Re: More pilikia on Moloka'i
Tim you gotta stop with the personal attacks already. That kind of talk isn't necessary. What Miulang is saying that After everything is all built up, the kinds of jobs there isn't gonna justify any shift in the local economy significantly. Sure there will be work to be done by construction workers (as you've listed) but many of them won't come from Molokai, and when the work is done, what you have left is a void in employment (again) but this time because of the higher valuations of land, there will be added tax burden to a land that didn't need to be developed for the sake of homeowners who will end up leasing their properties or visiting them once or twice a year.
Hawaiians on Molokai are slowly being squeezed out of one of the very last places of untouched Hawaiiana, West Molokai where the fishing is pristine and almost as good as it was before western pre-contact days. Much of the land is as it was also.
Like I said in an earlier post, Molokai is slowly becoming a land being controlled by more and more western ideologies. West Molokai represents the side that doesn't want development. East Molokai is all about development.
Places like Maui, Kauai, Oahu, and parts of the Big Island, have already felt the sting of development. But unlike these places that can handle the influx of social change, Molokai cannot. It's basic utility infrastructure cannot handle growth as seen by it's neighboring islands.
Going to West Maui is as if time stood still. It's almost as good as it is now as it was 20-years ago, a nice slow pace where the mind can think for the moment and not plan for the next power lunch.
I support development in some areas where urban blight is necessary, but not on Molokai. We need to protect the Aina before it destroys us. Molokai is one of those places that say, come visit us but please keep your stay short and pleasant. One comes to Molokai to basically reset their values then they go back to their busy lives mentally charged up. Why would anyone want to destroy that. Building these expensive homes with all their trappings isn't what Molokai is all about. It's about the simpler times as Don Ho sung in those lyrics: I love the simple folk. You can learn a lot from simple people. We need to preserve that part of Human evolution.
I believe the strength of anything is based on it's simplicity. Make it complex and you have more things to breakdown.
KISS: Keep It Simple Stupid as the saying goes. And no that wasn't a personal attack on you Tim.
Tim you gotta stop with the personal attacks already. That kind of talk isn't necessary. What Miulang is saying that After everything is all built up, the kinds of jobs there isn't gonna justify any shift in the local economy significantly. Sure there will be work to be done by construction workers (as you've listed) but many of them won't come from Molokai, and when the work is done, what you have left is a void in employment (again) but this time because of the higher valuations of land, there will be added tax burden to a land that didn't need to be developed for the sake of homeowners who will end up leasing their properties or visiting them once or twice a year.

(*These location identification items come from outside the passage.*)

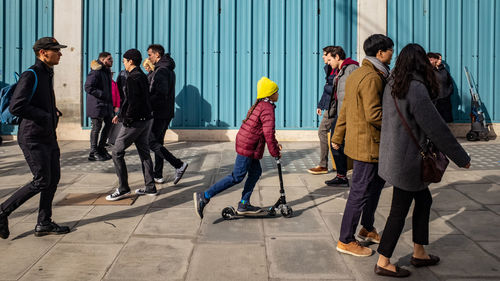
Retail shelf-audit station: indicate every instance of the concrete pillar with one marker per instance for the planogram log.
(372, 19)
(68, 74)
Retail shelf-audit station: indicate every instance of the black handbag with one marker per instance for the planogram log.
(434, 162)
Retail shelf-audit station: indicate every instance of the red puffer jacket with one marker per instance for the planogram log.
(257, 131)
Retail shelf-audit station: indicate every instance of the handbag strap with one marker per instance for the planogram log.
(407, 127)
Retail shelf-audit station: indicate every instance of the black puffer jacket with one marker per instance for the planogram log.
(162, 88)
(136, 104)
(38, 113)
(98, 89)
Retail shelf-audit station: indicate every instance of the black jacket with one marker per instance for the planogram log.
(136, 104)
(98, 88)
(324, 102)
(162, 88)
(38, 115)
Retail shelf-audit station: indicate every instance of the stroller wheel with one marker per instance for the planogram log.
(286, 211)
(472, 136)
(228, 213)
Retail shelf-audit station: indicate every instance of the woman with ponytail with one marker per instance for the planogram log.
(256, 131)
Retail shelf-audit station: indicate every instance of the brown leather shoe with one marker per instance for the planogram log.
(433, 260)
(369, 236)
(354, 248)
(318, 170)
(399, 273)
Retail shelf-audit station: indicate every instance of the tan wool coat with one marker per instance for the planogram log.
(360, 117)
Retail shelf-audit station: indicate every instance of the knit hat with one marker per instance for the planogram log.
(134, 55)
(266, 88)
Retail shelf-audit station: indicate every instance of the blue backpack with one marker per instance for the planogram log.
(6, 93)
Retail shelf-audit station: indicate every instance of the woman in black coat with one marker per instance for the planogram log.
(410, 91)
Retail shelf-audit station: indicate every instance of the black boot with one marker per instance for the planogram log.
(4, 226)
(338, 181)
(50, 228)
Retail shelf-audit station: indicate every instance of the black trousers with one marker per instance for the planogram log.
(401, 202)
(42, 157)
(156, 141)
(97, 144)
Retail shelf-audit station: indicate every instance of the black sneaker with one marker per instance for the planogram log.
(338, 181)
(180, 172)
(4, 227)
(247, 208)
(51, 228)
(117, 195)
(145, 191)
(199, 203)
(92, 157)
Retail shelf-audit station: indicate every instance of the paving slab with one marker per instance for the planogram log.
(175, 221)
(477, 225)
(73, 262)
(493, 248)
(488, 193)
(461, 257)
(318, 259)
(447, 199)
(304, 223)
(103, 230)
(20, 254)
(152, 259)
(228, 262)
(245, 230)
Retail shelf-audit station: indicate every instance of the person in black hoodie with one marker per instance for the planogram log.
(162, 93)
(37, 138)
(443, 100)
(135, 115)
(99, 105)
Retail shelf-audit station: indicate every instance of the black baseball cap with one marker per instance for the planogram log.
(47, 43)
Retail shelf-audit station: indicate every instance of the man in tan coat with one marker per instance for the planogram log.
(359, 123)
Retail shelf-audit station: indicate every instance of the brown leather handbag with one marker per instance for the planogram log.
(434, 162)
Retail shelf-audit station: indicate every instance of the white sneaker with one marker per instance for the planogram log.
(159, 180)
(180, 172)
(117, 195)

Hawaiians on Molokai are slowly being squeezed out of one of the very last places of untouched Hawaiiana, West Molokai where the fishing is pristine and almost as good as it was before western pre-contact days. Much of the land is as it was also.
Like I said in an earlier post, Molokai is slowly becoming a land being controlled by more and more western ideologies. West Molokai represents the side that doesn't want development. East Molokai is all about development.

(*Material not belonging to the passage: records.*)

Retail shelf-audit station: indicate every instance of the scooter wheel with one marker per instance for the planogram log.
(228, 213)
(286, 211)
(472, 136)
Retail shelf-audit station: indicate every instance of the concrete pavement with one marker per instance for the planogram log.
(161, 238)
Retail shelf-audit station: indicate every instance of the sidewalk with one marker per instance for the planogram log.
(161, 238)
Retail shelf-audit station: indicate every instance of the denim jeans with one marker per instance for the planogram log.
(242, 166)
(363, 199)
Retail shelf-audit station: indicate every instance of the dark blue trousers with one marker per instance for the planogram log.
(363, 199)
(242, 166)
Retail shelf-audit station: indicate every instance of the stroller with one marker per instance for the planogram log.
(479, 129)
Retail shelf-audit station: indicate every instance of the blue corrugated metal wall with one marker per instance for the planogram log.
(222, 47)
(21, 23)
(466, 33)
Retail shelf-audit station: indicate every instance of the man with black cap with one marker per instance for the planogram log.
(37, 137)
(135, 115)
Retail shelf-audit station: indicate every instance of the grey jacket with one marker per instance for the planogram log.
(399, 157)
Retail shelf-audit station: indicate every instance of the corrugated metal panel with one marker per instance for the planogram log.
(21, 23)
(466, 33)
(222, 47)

Places like Maui, Kauai, Oahu, and parts of the Big Island, have already felt the sting of development. But unlike these places that can handle the influx of social change, Molokai cannot. It's basic utility infrastructure cannot handle growth as seen by it's neighboring islands.
Going to West Maui is as if time stood still. It's almost as good as it is now as it was 20-years ago, a nice slow pace where the mind can think for the moment and not plan for the next power lunch.

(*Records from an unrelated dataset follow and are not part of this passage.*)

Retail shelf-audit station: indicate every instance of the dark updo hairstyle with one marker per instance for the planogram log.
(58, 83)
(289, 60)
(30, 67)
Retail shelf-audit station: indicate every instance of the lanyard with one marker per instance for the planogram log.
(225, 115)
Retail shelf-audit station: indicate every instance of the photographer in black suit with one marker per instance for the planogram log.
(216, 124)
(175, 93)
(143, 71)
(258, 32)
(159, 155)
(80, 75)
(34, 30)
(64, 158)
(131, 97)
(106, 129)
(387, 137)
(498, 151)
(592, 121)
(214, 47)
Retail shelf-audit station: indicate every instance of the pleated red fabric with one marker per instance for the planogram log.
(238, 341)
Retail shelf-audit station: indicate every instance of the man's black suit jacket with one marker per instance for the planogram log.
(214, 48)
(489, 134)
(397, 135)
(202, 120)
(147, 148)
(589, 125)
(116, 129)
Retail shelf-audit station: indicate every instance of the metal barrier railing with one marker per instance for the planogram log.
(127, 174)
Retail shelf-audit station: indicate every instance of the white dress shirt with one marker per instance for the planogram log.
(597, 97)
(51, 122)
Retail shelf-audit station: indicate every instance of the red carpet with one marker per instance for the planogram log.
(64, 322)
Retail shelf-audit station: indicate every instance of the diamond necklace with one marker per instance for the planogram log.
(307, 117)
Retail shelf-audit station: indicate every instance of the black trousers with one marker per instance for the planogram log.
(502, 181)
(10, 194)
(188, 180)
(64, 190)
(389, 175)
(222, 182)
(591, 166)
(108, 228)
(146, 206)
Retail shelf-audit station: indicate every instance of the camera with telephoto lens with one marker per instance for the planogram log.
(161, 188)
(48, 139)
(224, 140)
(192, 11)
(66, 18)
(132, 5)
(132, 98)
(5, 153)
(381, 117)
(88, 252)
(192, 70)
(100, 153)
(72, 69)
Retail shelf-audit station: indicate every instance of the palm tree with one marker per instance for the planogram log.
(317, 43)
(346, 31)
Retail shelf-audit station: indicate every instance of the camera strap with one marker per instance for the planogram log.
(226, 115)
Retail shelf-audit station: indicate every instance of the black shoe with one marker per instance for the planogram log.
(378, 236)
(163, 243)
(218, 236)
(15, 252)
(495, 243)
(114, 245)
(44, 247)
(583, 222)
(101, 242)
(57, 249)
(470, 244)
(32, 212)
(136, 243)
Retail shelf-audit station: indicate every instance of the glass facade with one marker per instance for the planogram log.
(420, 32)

I support development in some areas where urban blight is necessary, but not on Molokai. We need to protect the Aina before it destroys us. Molokai is one of those places that say, come visit us but please keep your stay short and pleasant. One comes to Molokai to basically reset their values then they go back to their busy lives mentally charged up. Why would anyone want to destroy that. Building these expensive homes with all their trappings isn't what Molokai is all about. It's about the simpler times as Don Ho sung in those lyrics: I love the simple folk. You can learn a lot from simple people. We need to preserve that part of Human evolution.
I believe the strength of anything is based on it's simplicity. Make it complex and you have more things to breakdown.
KISS: Keep It Simple Stupid as the saying goes. And no that wasn't a personal attack on you Tim.